Niet-naleving van die regels moet volgens de AG bovendien niet leiden tot ongeldigheid van de overeenkomst en overdracht. Dit betekent dat volgens de AG dat veel van de in het verleden door de overheid gesloten overeenkomsten niet in strijd zijn met de Didamregels. De conclusie van de advocaat-generaal, die onderdeel uitmaakt van het parket bij de Hoge Raad, is een onafhankelijk advies aan de Hoge Raad, die vrij is dat advies al dan niet te volgen. 

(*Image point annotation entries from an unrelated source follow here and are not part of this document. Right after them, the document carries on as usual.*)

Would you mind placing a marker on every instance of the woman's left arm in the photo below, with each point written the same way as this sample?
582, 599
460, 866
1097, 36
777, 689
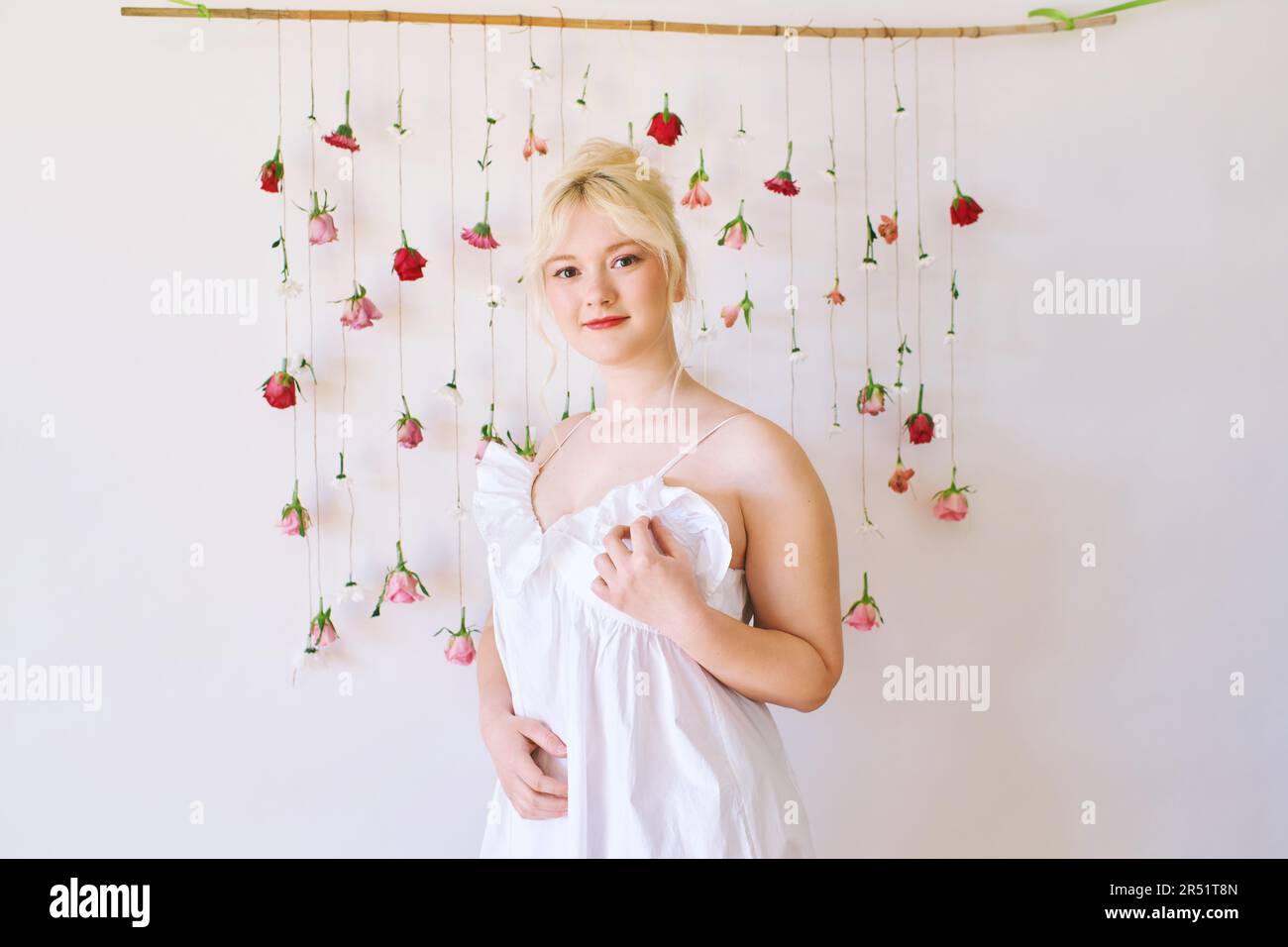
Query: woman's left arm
794, 654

De Hoge Raad oordeelde afgelopen vrijdag dat de regels uit het Didam-arrest niet pas gelden vanaf die uitspraak van 2021. Aangezien de Didam-regels zijn gebaseerd op de algemene beginselen van behoorlijk bestuur, is er geen aanleiding hun toepasselijkheid in de tijd te beperken tot na het Didam-arrest, aldus de Hoge Raad. De Didam-regels zijn dus ook van toepassing op handelen van een overheidslichaam voorafgaande aan het Didam-arrest. Op dat punt krijgen de gemeente en de projectontwikkelaar dus geen gelijk.

De gemeente en de projectontwikkelaar krijgen wel gelijk op het punt dat een koopovereenkomst die in strijd met de Didam-regels is gesloten, niet om die reden nietig of vernietigbaar is. Zo’n overeenkomst is dus geldig, ook al blijkt dat de overheid bij het sluiten daarvan de regels niet of niet goed heeft gevolgd. De Hoge Raad voegt daaraan toe dat als de overheid in strijd met de Didam-regels overgaat tot verkoop van een onroerende zaak, zij in beginsel onrechtmatig handelt jegens een (potentiële) gegadigde die bij die verkoop ten onrechte geen gelijke kans heeft gekregen. Die (potentiële) gegadigde kan mogelijk aanspraak maken op schadevergoeding. Ook kan onder omstandigheden aanleiding bestaan om op vordering van de gegadigde het overheidslichaam te verbieden om tot verkoop of tot levering aan een ander over te gaan.

De Hoge Raad vernietigt de uitspraak van het gerechtshof Arnhem-Leeuwarden en verwijst de zaak naar het gerechtshof Den Haag om verder te worden behandeld en beslist.